A Quick Start Guide to RNA-Seq Data Analysis

December 8, 2021

DNA base letters in grid

The ultimate value of an RNA-Seq experiment comes from data analysis. Next generation sequencing (NGS) experiments generate a tremendous amount of data which—unlike Sanger sequencing results—can't be directly analyzed in any meaningful way. With help from modern computing, scientists aim to extract as much useful information as possible from RNA-Seq results while avoiding misinterpretation or bias.

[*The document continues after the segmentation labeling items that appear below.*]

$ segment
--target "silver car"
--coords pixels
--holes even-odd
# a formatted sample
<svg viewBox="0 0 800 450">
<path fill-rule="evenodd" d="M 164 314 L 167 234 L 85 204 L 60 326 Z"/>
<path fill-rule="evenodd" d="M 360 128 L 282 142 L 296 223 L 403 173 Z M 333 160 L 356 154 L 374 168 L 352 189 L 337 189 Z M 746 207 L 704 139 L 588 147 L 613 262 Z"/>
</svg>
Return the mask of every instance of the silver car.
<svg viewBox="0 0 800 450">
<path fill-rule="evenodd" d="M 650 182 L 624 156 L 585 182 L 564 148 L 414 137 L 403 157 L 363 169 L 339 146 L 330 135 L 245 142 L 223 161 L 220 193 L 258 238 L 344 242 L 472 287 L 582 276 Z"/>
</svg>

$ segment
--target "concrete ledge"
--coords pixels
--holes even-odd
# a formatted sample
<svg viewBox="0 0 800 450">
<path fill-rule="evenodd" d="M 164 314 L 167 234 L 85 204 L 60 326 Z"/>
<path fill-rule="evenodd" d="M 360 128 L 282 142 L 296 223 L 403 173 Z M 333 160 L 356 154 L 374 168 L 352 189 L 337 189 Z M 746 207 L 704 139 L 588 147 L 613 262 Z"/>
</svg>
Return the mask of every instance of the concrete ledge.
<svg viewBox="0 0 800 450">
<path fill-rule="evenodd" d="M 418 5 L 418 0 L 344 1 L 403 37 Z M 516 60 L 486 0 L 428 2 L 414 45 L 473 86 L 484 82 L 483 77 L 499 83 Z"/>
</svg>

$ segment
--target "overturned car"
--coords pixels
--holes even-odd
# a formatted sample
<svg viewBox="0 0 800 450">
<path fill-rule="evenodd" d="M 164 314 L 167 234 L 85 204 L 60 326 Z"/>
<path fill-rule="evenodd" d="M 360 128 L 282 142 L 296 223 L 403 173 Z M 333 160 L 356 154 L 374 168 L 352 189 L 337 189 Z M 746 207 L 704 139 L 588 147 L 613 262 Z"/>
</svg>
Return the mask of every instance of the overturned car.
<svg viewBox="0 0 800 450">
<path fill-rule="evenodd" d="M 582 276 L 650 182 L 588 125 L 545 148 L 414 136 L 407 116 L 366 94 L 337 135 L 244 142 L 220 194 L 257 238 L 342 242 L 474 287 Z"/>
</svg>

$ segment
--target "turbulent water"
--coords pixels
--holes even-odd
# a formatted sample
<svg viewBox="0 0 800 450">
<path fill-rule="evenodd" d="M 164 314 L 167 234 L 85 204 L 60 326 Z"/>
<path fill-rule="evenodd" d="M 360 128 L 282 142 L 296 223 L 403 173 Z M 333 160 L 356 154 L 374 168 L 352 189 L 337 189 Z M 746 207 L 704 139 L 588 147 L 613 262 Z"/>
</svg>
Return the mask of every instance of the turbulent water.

Selecting the right analytical approach along with an appropriate set of bioinformatics tools is key to this objective. Many powerful software programs are available, often for free, that can slice and dice the data in myriad ways. For newcomers, analyzing huge NGS datasets can be intimidating, and knowing where to start isn’t obvious. Here, we provide a brief introductory tutorial to RNA-Seq bioinformatics as well as resources for more in-depth exploration. We’ll focus our discussion on short-read Illumina^® sequencing data, which is commonly used for RNA-Seq experiments.

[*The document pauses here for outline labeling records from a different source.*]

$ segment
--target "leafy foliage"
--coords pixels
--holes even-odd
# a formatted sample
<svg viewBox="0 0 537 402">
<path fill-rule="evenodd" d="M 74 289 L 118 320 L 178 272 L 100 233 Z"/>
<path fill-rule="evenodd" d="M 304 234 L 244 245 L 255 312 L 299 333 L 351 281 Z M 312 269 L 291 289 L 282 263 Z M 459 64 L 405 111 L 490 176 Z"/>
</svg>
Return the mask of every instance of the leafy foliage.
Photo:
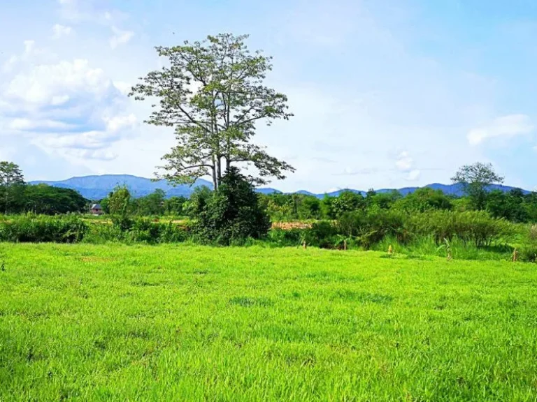
<svg viewBox="0 0 537 402">
<path fill-rule="evenodd" d="M 461 184 L 478 210 L 484 209 L 487 199 L 487 188 L 491 184 L 503 182 L 491 163 L 478 162 L 465 165 L 452 178 L 453 183 Z"/>
<path fill-rule="evenodd" d="M 175 128 L 178 143 L 163 157 L 164 178 L 192 184 L 210 175 L 217 189 L 232 165 L 255 167 L 259 174 L 251 179 L 258 184 L 294 170 L 251 142 L 256 123 L 270 124 L 292 114 L 287 97 L 264 85 L 272 68 L 271 57 L 260 51 L 251 54 L 247 38 L 224 34 L 203 42 L 157 47 L 169 65 L 149 73 L 132 88 L 135 99 L 159 100 L 146 123 Z"/>
<path fill-rule="evenodd" d="M 202 241 L 229 245 L 263 237 L 271 228 L 253 186 L 235 167 L 226 172 L 220 187 L 196 213 L 194 230 Z"/>
</svg>

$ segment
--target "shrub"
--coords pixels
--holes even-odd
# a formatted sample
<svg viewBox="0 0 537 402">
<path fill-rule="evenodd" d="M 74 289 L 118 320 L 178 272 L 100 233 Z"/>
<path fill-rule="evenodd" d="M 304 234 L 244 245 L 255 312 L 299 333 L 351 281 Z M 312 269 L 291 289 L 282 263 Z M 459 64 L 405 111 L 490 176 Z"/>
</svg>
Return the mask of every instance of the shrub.
<svg viewBox="0 0 537 402">
<path fill-rule="evenodd" d="M 526 262 L 537 262 L 537 246 L 527 246 L 518 251 L 520 261 Z"/>
<path fill-rule="evenodd" d="M 253 186 L 234 167 L 226 172 L 220 186 L 195 217 L 194 230 L 200 242 L 228 246 L 263 237 L 271 228 Z"/>
<path fill-rule="evenodd" d="M 338 230 L 330 222 L 322 221 L 313 223 L 310 229 L 306 229 L 304 237 L 306 242 L 321 248 L 333 248 L 337 243 Z"/>
<path fill-rule="evenodd" d="M 87 232 L 76 216 L 22 215 L 0 221 L 0 241 L 27 243 L 76 243 Z"/>
<path fill-rule="evenodd" d="M 280 247 L 289 247 L 301 244 L 301 240 L 304 238 L 304 233 L 309 230 L 292 228 L 284 230 L 274 228 L 268 232 L 268 241 L 270 243 Z"/>
<path fill-rule="evenodd" d="M 399 241 L 406 239 L 404 215 L 395 211 L 374 209 L 369 211 L 344 214 L 336 224 L 337 234 L 354 237 L 365 248 L 393 236 Z"/>
<path fill-rule="evenodd" d="M 532 225 L 530 226 L 528 238 L 532 243 L 537 244 L 537 225 Z"/>
<path fill-rule="evenodd" d="M 444 239 L 457 237 L 480 248 L 494 242 L 506 240 L 515 232 L 513 225 L 505 219 L 496 219 L 483 211 L 456 212 L 434 211 L 408 216 L 406 228 L 415 236 L 433 236 L 440 245 Z"/>
</svg>

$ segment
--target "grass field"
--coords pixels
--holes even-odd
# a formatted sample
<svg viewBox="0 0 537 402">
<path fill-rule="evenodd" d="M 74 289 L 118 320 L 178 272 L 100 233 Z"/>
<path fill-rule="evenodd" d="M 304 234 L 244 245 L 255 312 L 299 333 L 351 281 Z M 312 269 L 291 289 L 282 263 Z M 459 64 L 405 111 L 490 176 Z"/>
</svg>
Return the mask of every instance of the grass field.
<svg viewBox="0 0 537 402">
<path fill-rule="evenodd" d="M 537 270 L 0 244 L 1 401 L 535 401 Z"/>
</svg>

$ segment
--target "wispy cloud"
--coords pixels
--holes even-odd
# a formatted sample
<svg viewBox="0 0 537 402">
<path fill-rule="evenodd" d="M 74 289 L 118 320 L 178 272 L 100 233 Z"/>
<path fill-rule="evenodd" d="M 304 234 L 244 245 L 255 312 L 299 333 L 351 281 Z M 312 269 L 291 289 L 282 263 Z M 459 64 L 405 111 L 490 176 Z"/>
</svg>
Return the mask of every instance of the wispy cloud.
<svg viewBox="0 0 537 402">
<path fill-rule="evenodd" d="M 112 49 L 115 49 L 120 45 L 129 43 L 132 37 L 134 36 L 134 32 L 131 31 L 122 31 L 113 26 L 112 27 L 112 31 L 114 33 L 114 35 L 110 38 L 109 41 L 110 47 Z"/>
<path fill-rule="evenodd" d="M 63 36 L 70 35 L 73 29 L 71 27 L 56 24 L 52 27 L 52 38 L 55 39 L 59 39 Z"/>
<path fill-rule="evenodd" d="M 471 130 L 468 141 L 471 145 L 497 137 L 510 137 L 528 134 L 534 131 L 531 119 L 527 114 L 509 114 L 495 119 L 490 124 Z"/>
</svg>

What You Need for RNA-Seq Analysis

Hardware
- Linux environment or server
  - Accessed via shell terminals, such as PuTTY or MobaXterm
  - Can use a virtual machine on Windows
- 32GB RAM recommended if working with larger genomes
- 1TB storage or higher recommended for smaller projects
Software
- FastQC
- Trimmomatic
- STAR
- Samtools
- FeatureCounts
- DESeq2
Skills
- Using the command line
  - Installing and executing software
  - Navigating file trees
- Scripting
  - Bash, Python, and/or Perl
  - R scripting

Most bioinformatics tools for NGS analysis have been developed for the Linux environment, so you’ll need to know how to use the Linux command line to install software, execute programs, and navigate file trees. Some familiarity with scripting is also required to parse data, format output files, and execute some analyses. To speed up computation, we recommend using a grid cluster, if available, to analyze multiple samples at the same time.

Analyzing RNA-Seq Data

Let’s walk through a typical bioinformatics workflow to illustrate step by step how RNA-Seq data is processed with the goal of differential gene expression analysis.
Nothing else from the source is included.